From the counter on the back wall, Sierra grabbed a camera and evidence markers.
“Why the image?” Brooklyn asked, seeming as if she was coming back to rational thinking. “Why can’t we just take a look at it now?”
“Evidentiary procedures require the device to be in the same state as when discovered,” Colin said as Sierra started snapping pictures of the box.
“And just turning it on to look at the files can change the state,” Brooklyn said, catching on. “So you image it and work from the image instead of the phone.”
“Exactly,” Colin said.
Blake ended his call. “Kelsey’s on her way up. While we wait, I’ll call Grady to see if he has any information on the bullet recovered at the scene.” He stepped back again and tapped his phone’s screen.
“I don’t mean to be rude, but would you all mind if I started processing the phone?” Sierra set down her camera on the paperless end of the table. “That way Nick can get to imaging it sooner.”
“Please start,” Colin said. “Ignore us.”
She put on a clean pair of gloves, then laid fresh white paper on the table. Only then did she take out the phone and set it down. From under the table she retrieved a bin of supplies. Colin had seen prints lifted enough times to recognize the items as fingerprint powder and a brush, along with white swabs, sealed vials, and sterile water.

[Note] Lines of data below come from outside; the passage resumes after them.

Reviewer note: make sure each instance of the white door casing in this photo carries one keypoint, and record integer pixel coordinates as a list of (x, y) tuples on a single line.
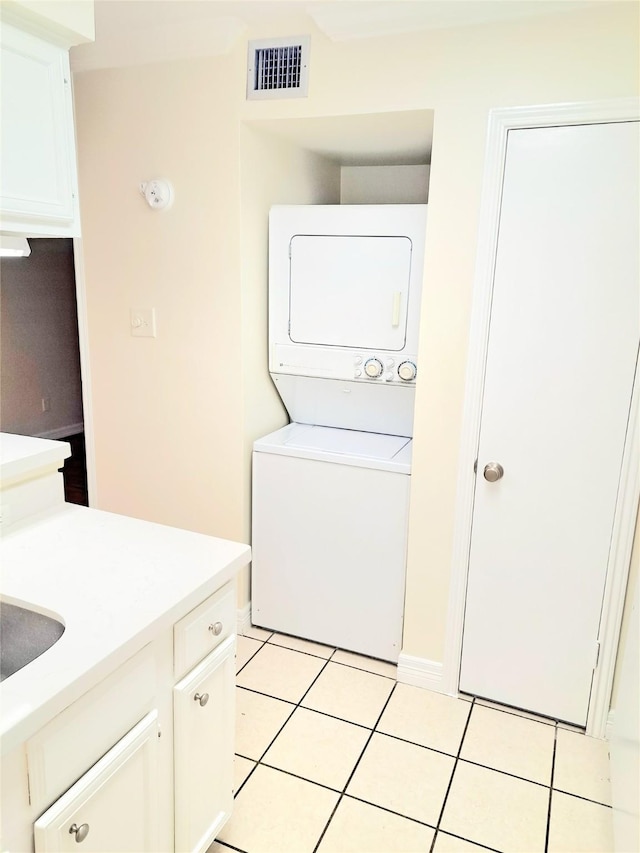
[(501, 122)]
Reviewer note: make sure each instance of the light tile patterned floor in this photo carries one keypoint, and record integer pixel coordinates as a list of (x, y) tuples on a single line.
[(334, 756)]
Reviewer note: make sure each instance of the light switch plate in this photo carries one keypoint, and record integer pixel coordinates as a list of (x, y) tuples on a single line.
[(143, 322)]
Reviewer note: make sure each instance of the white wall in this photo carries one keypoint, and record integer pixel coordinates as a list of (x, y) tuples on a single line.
[(625, 739), (39, 342), (170, 428), (384, 184)]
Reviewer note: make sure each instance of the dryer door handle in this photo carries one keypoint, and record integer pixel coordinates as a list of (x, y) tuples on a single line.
[(395, 317)]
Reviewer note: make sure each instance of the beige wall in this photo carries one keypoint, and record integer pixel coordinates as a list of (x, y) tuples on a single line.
[(174, 416)]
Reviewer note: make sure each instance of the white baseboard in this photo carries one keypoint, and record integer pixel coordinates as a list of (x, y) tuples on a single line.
[(420, 673), (62, 432), (244, 618)]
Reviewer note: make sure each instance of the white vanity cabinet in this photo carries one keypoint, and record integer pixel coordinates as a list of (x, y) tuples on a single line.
[(203, 732), (204, 715), (113, 808), (144, 760), (38, 177)]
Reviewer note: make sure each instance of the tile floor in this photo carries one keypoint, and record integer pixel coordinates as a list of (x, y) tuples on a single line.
[(334, 756)]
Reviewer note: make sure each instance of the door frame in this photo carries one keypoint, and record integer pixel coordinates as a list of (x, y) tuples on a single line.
[(501, 121), (85, 372)]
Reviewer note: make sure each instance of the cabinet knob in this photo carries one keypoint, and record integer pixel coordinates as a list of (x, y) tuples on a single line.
[(80, 832)]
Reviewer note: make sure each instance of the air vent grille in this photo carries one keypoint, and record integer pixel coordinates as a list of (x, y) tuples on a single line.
[(278, 69)]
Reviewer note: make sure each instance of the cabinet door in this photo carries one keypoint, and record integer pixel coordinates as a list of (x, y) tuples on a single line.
[(38, 174), (204, 703), (113, 807)]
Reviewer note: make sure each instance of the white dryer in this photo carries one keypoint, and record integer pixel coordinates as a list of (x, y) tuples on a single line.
[(345, 284), (330, 536), (331, 490)]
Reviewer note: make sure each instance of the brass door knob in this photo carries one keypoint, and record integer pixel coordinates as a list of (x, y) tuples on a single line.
[(493, 472)]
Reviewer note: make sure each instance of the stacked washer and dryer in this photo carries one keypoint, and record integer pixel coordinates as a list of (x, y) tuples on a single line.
[(331, 489)]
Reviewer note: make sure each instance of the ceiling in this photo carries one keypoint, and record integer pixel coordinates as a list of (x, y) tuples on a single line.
[(139, 32)]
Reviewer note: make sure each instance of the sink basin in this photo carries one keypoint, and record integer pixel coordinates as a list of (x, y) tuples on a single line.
[(24, 636)]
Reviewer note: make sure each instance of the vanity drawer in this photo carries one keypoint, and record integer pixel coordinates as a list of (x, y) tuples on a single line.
[(204, 628)]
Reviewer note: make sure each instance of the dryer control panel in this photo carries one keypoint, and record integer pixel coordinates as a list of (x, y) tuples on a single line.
[(384, 368), (359, 365)]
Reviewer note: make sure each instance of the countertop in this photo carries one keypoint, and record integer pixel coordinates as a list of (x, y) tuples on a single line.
[(115, 582)]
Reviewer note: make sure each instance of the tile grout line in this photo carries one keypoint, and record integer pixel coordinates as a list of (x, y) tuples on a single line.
[(355, 767), (295, 708), (453, 772)]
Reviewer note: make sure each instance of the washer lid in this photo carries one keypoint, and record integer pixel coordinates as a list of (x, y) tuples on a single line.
[(350, 447), (370, 445)]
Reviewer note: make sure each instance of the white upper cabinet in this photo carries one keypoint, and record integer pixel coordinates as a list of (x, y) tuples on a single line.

She adjusted a light over the phone. “Looks like some solid prints, which is where I’ll start taking DNA samples.”
She ripped open a swab package and released a few drops of sterile water onto the tip. She then rolled it over the phone, placed it in a vial, and continued to follow the same procedure a few times.
Blake came back to them. “Grady has an update, too, so we’ll go see him next.”
The door opened, and Kelsey clipped across the floor, her heels clicking and her pleated skirt swishing. The other staff paused to take notice, then returned to work, but Colin caught a few sidelong glances as if they were wondering what was going on to bring the anthropologist to their lab.
Kelsey took disposable gloves from her lab coat and slid her hands inside. “Where’s the finger?”
“In the box,” Sierra said. “No one has touched it.”
Colin stepped aside to give Kelsey room.
“It’s not fresh by any means, but has been in this box for some time.” Kelsey picked up the digit and set it on the white paper. “It’s from a left hand, that I have no doubt of.”
She measured the finger through the bag and studied it, turning it several times. “Longer than a typical female’s index finger. Still, could be a female with a long finger, but the nail and nailbed aren’t well cared for. Also it’s meaty and blunt. And the skin hasn’t aged, so I’d say young male.”
Kelsey looked up. “If I can get a clear print I could confirm that.”